Yazar, buna sokak gösterilerinin felçli cumhurbaşkanı Abdülaziz Buteflika’yı görevi bırakmaya zorladığı Cezayir örneğini veriyor. Cezayir’de protestocuların sıkıntıları kısmen petrolle bağlantılıydı; zira fiyatı düşmeden evvel, genç istihdamını destekleyen sosyal yardımlar petrol gelirleriyle finanse ediliyordu.
Yazara göre, Suudi Arabistan gibi ülkelerin bu badireyi atlatabilmek için mali kapasitesi mevcutken asıl Irak ve Libya gibi istikrarsız petrol üreticilerinden endişe duyulmalı. Zira bu ülkelerin bütçelerini finanse edebilmeleri ve çatışmalar dindiğinde yeniden inşa faaliyetlerine başlayabilmeleri için petrol fiyatlarının olağanüstü yüksek olması gerekiyor:
“Libyalı milisler şu an petrol altyapısını kontrol etmek için çatışsalar da gelecekte petrol fiyatları yükselmeden yeniden inşayı kendi kendine finanse edebilmelerini beklemek zor.”
Fakat yalnızca Libya için değil, petrol üreten Ortadoğu ülkeleri için de en iyi senaryoda, hâlâ küresel petrol akışına bel bağlayan başta ABD olmak üzere Batılı hükümetlerden bu ülkelere dış yardım akmaya devam edebilir; en kötü senaryoda ise rüzgar tribünleri, güneş panelleri ve elektrikli arabalar çok daha kullanışlı ve düşük maliyetli hale geldikçe bağışçı hükümetler destekten el çekebilir.
İklim değişikliğine karşı alınan tedbirlere kaçınılmaz olarak küresel temiz enerjiye geçiş eşlik edecek ve bu süreçte petrol gelirleri azalırken petrol üreticileri daha az kaynağa sahip olacak.
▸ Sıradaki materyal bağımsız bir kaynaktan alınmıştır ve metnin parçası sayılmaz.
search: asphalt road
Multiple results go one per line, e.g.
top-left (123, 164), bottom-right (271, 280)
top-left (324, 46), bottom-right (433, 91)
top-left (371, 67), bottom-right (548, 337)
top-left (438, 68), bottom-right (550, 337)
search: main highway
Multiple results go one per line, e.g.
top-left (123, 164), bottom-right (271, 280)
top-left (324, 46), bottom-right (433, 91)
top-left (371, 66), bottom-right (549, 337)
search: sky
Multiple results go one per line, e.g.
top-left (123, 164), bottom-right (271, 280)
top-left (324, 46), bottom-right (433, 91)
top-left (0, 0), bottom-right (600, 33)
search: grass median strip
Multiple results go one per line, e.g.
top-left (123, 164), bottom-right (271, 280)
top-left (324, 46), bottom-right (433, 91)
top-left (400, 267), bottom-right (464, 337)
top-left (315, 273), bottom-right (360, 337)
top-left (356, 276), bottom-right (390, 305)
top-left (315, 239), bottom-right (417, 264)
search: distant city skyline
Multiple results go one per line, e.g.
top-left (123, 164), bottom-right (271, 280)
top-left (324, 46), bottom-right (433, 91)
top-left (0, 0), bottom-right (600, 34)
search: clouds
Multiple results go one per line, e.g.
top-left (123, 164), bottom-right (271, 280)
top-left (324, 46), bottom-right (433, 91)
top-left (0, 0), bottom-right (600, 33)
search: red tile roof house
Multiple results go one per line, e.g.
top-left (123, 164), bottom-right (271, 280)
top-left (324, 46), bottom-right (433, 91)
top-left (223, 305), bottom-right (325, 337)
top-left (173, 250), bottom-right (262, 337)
Bu durumda toplumsal sözleşmenin, sübvansiyonlar ve savurganca kamu hizmetleri karşılığında sınırlı siyasi hürriyete dayalı olduğu ülkelerde dolaşımdaki para azalacak.
Sınıraşan kaynaklar üzerinden rekabet kızışıyor
Saha’ya göre, iklim değişikliği Ortadoğu yönetimlerinin komşularına karşı teyakkuzda olmasına da yol açabilir. Bir ülke içindeki kaynak kıtlığı o ülke çapında kargaşayı tetikleyebilir; ama sınıraşan kaynaklar üzerinden rekabet söz konusu olduğunda iş savaşa kadar varabilir.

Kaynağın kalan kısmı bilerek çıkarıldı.